Haloplasma

Scientific classification
- Domain: Bacteria
- Kingdom: Bacillati
- Phylum: Mycoplasmatota
- Class: Mollicutes
- Order: Haloplasmatales Rainey et al. 2008
- Family: Haloplasmataceae Rainey et al. 2008
- Genus: Haloplasma Antunes et al. 2008
- Species: H. contractile
- Binomial name: Haloplasma contractile Antunes et al. 2008

= Haloplasma =

- Genus: Haloplasma
- Species: contractile
- Authority: Antunes et al. 2008
- Parent authority: Antunes et al. 2008

Genus of bacteria

Haloplasma contractile is a halophilic, cell wall-less bacterium.
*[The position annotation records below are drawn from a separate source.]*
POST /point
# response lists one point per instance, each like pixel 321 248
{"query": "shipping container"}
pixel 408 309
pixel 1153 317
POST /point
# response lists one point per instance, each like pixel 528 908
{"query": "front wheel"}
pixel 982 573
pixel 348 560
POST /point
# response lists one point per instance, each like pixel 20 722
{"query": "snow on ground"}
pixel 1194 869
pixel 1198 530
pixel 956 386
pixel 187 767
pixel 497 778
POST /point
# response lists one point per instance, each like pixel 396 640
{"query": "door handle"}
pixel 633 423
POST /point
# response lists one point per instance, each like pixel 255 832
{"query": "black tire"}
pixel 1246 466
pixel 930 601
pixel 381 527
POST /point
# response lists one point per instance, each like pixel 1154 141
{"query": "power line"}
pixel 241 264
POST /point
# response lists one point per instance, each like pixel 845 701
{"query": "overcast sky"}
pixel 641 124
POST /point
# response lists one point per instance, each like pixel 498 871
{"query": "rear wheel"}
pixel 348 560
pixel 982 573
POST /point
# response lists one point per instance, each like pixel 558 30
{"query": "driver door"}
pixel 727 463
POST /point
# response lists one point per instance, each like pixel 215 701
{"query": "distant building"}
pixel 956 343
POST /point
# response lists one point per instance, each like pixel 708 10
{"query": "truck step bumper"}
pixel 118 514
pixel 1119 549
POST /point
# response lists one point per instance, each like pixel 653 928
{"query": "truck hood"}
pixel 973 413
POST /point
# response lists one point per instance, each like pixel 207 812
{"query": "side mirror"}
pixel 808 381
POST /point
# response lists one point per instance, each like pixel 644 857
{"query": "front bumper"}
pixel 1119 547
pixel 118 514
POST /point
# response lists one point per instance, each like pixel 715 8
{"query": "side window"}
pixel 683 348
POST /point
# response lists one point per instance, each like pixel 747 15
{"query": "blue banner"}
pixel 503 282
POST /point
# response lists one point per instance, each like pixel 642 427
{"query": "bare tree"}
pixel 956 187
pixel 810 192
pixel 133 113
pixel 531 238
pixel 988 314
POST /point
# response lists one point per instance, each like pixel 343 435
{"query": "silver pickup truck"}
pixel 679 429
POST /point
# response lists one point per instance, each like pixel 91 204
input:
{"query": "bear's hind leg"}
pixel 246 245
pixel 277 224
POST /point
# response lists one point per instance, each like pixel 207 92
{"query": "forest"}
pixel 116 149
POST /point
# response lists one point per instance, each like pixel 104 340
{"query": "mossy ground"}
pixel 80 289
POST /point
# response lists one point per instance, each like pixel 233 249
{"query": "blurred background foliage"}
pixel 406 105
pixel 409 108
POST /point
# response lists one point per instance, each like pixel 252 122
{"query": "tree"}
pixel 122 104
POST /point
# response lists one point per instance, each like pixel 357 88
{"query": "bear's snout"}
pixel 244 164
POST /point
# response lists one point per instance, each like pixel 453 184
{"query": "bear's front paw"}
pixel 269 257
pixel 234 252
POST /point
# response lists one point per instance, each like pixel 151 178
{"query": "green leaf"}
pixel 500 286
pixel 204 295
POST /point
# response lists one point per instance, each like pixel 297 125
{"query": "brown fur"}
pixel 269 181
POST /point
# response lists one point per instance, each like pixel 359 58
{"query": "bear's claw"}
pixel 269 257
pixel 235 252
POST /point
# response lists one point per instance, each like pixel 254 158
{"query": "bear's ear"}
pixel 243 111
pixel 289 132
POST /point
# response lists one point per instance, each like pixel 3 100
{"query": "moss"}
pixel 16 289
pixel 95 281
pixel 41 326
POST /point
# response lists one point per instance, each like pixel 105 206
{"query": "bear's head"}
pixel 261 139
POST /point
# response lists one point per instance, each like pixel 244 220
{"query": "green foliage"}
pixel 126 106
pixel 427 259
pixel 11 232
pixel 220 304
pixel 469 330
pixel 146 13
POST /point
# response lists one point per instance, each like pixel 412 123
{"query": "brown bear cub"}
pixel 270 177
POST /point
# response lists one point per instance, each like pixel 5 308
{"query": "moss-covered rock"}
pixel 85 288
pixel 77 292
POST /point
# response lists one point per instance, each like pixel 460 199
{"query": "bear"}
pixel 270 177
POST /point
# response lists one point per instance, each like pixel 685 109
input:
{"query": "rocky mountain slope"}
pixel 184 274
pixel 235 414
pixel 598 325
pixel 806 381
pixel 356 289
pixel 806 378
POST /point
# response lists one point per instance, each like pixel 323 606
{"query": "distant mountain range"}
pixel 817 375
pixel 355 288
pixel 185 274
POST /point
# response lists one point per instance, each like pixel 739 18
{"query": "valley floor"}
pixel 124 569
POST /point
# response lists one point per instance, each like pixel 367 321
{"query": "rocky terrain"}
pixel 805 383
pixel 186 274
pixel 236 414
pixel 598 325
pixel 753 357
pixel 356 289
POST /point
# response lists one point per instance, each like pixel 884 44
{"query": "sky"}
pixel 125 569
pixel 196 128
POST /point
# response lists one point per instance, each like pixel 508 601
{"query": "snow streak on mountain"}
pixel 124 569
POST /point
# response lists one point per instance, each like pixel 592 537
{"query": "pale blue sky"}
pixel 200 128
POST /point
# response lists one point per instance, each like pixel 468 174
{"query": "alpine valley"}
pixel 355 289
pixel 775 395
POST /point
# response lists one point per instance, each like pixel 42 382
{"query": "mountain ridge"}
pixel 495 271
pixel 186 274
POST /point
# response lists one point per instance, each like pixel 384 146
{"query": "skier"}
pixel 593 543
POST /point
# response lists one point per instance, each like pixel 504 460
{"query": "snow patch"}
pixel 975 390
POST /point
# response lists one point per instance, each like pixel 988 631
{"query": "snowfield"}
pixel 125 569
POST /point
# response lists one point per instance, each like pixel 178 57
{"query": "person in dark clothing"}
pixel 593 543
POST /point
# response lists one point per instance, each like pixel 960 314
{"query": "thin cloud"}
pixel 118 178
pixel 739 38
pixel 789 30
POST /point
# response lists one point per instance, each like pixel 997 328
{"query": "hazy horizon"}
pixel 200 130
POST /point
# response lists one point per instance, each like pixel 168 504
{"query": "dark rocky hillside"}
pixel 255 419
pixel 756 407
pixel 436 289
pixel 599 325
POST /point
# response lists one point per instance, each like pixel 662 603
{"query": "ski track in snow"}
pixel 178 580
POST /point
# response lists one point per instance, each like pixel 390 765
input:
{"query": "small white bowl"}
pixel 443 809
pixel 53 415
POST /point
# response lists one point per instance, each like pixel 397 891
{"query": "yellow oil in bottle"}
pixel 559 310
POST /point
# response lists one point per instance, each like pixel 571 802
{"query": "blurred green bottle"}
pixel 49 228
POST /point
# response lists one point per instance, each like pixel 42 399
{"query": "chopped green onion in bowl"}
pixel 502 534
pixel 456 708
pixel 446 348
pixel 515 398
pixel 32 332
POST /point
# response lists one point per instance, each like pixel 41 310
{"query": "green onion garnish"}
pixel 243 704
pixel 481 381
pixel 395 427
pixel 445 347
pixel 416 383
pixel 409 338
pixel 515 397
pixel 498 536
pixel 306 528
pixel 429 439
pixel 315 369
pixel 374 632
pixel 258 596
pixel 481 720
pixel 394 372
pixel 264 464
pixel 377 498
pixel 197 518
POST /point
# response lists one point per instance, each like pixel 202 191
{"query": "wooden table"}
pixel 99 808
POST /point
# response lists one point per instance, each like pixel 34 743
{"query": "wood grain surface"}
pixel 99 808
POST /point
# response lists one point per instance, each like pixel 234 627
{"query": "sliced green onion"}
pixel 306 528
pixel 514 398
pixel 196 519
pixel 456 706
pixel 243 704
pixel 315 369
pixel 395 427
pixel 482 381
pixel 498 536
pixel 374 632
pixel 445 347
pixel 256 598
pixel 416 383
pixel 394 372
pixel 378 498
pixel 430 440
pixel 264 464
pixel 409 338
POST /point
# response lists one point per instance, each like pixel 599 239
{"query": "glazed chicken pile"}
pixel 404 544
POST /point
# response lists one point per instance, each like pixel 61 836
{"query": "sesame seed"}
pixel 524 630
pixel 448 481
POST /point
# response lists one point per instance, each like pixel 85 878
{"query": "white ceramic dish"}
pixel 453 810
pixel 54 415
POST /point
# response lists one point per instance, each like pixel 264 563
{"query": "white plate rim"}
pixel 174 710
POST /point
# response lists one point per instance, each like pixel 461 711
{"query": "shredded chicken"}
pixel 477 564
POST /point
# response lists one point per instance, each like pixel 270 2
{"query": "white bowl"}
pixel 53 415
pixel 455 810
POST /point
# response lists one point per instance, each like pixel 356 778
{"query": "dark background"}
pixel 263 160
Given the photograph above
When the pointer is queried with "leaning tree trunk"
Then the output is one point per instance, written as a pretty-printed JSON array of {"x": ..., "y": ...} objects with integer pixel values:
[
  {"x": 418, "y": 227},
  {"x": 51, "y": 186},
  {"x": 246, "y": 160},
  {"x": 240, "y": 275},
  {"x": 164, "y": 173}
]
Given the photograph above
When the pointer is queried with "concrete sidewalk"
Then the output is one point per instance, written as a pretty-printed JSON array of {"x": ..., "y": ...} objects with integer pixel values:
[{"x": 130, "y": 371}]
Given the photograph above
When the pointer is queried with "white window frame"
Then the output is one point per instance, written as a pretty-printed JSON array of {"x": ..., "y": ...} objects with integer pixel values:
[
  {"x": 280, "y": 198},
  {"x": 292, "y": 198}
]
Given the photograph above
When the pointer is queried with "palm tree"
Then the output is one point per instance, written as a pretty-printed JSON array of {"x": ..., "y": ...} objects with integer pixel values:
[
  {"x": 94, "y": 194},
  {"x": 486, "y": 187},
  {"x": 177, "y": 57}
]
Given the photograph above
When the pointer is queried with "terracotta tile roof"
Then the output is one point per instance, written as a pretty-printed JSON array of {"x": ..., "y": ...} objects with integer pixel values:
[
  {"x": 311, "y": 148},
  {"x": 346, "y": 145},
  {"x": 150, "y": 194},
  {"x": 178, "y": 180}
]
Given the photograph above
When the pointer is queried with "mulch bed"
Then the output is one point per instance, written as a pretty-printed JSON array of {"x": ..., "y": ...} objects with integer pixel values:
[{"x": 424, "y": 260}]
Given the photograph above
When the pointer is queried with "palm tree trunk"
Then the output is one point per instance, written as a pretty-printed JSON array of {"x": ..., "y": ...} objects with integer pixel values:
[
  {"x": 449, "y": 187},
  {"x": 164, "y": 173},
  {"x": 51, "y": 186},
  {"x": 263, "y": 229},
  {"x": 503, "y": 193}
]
It is the only known representative of a deep lineage, and is classified in its own family (Haloplasmataceae) and order (Haloplasmatales), in the class Mollicutes.
In terms of genetics, the bacterium Haloplasma contractile contains a dcw gene cluster is responsible for containing all the genes of the organism and promoting peptidoglycan synthesis. Also, MreB/Mbl are specific homologous parts of this bacterium that are vital in the contractility of the cell. Regarding its physical attributes, this organism consists of a spherical body with approximately two protrusions which alternate between straight and contracted forms.